2.6 Million Emergency Food Parcels in 2024 — Trussell Trust Reports Slight Fall but Warns Crisis Is Far From Over
2.6 million emergency food parcels distributed in 2024. While down from 2023 peak, still 45% higher than 2019 levels, showing ongoing crisis.

Analysis
The headline number is 2.6 million. That is the number of emergency food parcels distributed by Trussell Trust food banks in 2024. It is, in one sense, a fall — down 12% from the peak in 2023, and 18% from the highest point on record. Falling inflation and fewer job losses have made a real difference to the number of people reaching crisis point. But the Trussell Trust is not celebrating. Because 2.6 million is still 45% higher than 2019 levels. Because the people who are still coming to food banks are increasingly those in the deepest hardship — people who need help more than once, people for whom a food parcel is not a one-off emergency but a recurring necessity.
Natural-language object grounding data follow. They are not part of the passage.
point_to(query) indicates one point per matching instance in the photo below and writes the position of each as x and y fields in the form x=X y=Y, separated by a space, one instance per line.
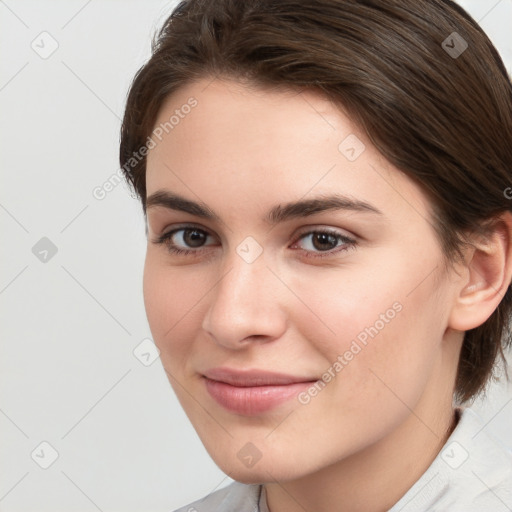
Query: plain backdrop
x=76 y=396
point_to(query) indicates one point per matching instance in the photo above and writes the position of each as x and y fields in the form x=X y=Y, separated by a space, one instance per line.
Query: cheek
x=171 y=299
x=378 y=337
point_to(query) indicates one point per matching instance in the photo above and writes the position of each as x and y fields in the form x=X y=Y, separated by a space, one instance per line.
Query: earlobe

The fall in numbers has not been accompanied by a fall in the depth of need. The Trussell Trust's analysis is clear: the food bank system was never meant to be a permanent feature of British life. It was meant to be an emergency response to a temporary crisis. The fact that it has become structural — that hundreds of thousands of families in one of the world's wealthiest countries cannot reliably feed themselves — is a moral failure that no amount of statistical improvement can obscure. For churches that run or support food banks, this data is both encouragement and challenge. The encouragement: what you are doing is making a difference. The challenge: the work is not done, and the deeper question of why so many people need food banks in the first place demands a political answer, not just a charitable one.